OSegNet: Operational Segmentation Network for COVID-19 Detection using Chest X-ray Images
Aysen Degerli, Serkan Kiranyaz, Muhammad E. H. Chowdhury, Moncef Gabbouj
TL;DR
The study addresses the challenge of reliable COVID-19 detection from chest X-rays amid limited data by proposing OSegNet, an autoencoder-like network that segments COVID-19 pneumonia using a decoder built from Self-Organized Operational Neural Networks. It leverages an extended QaTa-COV19 dataset with ground-truth masks to train and evaluate segmentation and detection, employing a hybrid dice/focal loss and transfer-learning encoders (e.g., Inception-v3, DenseNet-121). Key findings show that OSegNet achieves state-of-the-art-like performance, with detection accuracy up to 99.65% and segmentation F2-scores up to 88.75% (best at Q=3), while reducing model depth and parameters relative to strong baselines. This work provides a large public benchmark and a segmentation-driven approach that improves reliability and interpretability for clinical COVID-19 diagnosis from CXRs.
Abstract
Coronavirus disease 2019 (COVID-19) has been diagnosed automatically using Machine Learning algorithms over chest X-ray (CXR) images. However, most of the earlier studies used Deep Learning models over scarce datasets bearing the risk of overfitting. Additionally, previous studies have revealed the fact that deep networks are not reliable for classification since their decisions may originate from irrelevant areas on the CXRs.
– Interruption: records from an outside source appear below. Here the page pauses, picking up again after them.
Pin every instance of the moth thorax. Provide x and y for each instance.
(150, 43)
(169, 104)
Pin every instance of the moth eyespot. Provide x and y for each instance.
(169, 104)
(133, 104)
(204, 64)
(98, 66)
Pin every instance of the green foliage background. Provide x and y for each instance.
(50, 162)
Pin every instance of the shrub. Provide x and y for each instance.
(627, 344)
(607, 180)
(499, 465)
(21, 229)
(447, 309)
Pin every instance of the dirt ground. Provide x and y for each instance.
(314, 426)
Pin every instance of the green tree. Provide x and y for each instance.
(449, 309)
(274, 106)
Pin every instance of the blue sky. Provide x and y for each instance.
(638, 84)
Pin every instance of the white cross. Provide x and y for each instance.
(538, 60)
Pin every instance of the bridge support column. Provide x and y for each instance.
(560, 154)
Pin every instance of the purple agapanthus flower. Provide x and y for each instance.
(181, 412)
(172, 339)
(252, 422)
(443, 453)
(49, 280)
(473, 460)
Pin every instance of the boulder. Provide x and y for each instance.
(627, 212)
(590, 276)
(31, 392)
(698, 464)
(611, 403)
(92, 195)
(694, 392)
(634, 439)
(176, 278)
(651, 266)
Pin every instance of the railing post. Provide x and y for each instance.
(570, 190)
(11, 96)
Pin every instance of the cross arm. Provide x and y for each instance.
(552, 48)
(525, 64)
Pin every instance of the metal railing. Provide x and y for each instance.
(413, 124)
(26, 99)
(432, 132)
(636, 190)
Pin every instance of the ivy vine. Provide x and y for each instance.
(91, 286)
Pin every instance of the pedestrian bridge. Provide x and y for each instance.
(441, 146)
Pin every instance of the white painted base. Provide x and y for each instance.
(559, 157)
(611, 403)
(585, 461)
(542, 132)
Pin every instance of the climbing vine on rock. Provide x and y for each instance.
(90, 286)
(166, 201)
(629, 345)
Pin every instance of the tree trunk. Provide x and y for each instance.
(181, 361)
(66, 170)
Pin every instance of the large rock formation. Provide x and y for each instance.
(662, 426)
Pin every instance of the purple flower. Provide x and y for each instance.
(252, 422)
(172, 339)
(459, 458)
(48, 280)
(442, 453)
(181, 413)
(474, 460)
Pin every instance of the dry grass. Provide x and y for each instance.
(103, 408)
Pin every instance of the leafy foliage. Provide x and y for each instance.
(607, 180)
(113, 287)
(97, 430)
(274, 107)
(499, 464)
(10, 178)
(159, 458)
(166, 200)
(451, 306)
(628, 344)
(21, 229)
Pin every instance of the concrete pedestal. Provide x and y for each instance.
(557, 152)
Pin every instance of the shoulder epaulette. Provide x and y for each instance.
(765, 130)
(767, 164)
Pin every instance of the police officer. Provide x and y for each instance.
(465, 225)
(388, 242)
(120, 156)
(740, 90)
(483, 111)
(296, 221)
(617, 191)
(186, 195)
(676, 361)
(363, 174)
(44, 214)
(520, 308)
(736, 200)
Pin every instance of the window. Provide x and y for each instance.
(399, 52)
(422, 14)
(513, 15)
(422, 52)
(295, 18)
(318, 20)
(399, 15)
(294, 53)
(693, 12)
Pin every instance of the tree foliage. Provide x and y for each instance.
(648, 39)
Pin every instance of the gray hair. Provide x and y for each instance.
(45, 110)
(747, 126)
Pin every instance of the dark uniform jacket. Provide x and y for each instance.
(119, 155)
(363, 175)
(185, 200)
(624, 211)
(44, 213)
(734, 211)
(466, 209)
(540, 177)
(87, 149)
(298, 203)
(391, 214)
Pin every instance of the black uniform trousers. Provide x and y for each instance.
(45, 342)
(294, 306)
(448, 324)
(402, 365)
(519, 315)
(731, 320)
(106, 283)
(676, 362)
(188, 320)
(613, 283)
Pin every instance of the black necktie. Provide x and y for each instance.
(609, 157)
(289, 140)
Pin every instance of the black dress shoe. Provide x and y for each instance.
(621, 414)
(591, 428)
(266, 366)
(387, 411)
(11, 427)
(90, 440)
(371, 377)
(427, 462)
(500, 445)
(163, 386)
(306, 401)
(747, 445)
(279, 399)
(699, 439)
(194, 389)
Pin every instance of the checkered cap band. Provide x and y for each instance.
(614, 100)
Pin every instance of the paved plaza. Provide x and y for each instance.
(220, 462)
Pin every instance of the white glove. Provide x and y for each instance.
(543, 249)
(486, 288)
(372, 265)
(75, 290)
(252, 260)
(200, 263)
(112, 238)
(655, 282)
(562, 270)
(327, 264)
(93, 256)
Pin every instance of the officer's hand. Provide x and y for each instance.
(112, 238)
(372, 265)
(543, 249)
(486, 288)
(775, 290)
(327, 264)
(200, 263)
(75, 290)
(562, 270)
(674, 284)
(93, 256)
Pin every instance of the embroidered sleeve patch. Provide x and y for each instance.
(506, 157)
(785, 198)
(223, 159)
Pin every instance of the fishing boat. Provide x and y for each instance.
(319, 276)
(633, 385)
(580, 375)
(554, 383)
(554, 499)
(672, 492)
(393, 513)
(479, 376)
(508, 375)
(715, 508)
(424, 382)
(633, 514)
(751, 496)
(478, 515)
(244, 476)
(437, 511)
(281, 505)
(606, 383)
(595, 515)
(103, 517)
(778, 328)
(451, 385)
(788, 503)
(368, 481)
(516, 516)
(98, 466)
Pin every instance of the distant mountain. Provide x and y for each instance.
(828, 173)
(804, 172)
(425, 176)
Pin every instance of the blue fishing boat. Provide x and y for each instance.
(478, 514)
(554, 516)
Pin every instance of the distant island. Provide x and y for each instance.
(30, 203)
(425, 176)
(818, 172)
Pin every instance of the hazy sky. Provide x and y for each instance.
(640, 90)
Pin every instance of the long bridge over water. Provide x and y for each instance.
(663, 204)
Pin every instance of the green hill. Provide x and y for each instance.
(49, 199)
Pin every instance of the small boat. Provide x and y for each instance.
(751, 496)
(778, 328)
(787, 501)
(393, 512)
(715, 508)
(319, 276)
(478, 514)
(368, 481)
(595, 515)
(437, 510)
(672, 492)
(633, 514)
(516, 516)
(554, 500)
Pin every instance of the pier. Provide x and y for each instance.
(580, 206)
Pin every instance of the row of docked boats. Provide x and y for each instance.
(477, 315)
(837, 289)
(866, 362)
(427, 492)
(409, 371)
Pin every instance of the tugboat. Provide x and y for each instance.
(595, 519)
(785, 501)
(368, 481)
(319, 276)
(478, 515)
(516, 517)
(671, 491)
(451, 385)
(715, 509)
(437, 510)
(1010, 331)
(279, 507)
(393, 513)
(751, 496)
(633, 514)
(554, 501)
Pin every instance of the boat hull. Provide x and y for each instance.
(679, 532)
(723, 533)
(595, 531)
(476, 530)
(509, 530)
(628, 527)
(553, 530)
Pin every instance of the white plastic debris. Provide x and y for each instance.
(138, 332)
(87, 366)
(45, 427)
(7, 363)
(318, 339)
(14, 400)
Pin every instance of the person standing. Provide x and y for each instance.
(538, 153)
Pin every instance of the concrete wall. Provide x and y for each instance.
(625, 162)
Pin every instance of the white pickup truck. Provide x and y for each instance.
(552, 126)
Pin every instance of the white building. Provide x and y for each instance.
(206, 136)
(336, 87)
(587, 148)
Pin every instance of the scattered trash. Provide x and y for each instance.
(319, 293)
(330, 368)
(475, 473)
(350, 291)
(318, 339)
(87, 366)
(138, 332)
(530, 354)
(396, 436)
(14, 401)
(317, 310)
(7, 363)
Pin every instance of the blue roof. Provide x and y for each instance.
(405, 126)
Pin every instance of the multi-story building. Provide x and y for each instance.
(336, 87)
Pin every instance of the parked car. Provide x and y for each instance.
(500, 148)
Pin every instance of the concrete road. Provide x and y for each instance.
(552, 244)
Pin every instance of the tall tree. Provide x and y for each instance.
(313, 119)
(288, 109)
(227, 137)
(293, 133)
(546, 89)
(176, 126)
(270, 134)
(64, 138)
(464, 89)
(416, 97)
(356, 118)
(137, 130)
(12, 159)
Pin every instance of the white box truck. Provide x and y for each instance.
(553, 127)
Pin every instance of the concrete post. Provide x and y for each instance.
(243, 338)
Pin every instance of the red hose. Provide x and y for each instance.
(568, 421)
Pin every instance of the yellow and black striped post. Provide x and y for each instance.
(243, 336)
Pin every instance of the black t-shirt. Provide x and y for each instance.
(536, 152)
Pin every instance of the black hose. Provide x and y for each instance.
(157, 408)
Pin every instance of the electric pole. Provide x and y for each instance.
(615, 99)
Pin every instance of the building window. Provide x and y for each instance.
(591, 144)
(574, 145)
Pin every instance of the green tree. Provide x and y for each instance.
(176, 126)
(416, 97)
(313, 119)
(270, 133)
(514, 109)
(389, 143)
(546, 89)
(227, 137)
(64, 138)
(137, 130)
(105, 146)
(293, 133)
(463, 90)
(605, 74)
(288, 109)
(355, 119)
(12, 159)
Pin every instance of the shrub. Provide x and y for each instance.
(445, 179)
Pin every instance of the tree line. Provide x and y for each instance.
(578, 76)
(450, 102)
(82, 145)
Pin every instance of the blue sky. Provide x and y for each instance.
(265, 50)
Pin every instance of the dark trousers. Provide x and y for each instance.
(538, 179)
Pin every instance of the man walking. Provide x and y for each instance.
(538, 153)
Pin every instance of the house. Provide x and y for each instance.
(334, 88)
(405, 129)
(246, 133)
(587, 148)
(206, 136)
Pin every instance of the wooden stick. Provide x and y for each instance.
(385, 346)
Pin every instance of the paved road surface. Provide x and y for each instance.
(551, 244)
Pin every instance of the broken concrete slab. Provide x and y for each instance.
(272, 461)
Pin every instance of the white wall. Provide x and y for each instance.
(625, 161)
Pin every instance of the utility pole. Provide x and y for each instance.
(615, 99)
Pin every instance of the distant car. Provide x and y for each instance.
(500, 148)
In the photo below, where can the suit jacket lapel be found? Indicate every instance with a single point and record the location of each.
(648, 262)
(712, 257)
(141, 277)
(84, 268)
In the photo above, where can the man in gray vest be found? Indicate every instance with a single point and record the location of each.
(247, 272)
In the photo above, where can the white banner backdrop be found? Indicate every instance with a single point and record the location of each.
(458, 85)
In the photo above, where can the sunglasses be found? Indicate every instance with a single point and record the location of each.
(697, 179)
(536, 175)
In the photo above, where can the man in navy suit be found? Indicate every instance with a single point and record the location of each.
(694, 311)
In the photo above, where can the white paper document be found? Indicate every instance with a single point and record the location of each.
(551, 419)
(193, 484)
Therefore, in this study, we propose Operational Segmentation Network (OSegNet) that performs detection by segmenting COVID-19 pneumonia for a reliable diagnosis. To address the data scarcity encountered in training and especially in evaluation, this study extends the largest COVID-19 CXR dataset: QaTa-COV19 with 121,378 CXRs including 9258 COVID-19 samples with their corresponding ground-truth segmentation masks that are publicly shared with the research community. Consequently, OSegNet has achieved a detection performance with the highest accuracy of 99.65% among the state-of-the-art deep models with 98.09% precision.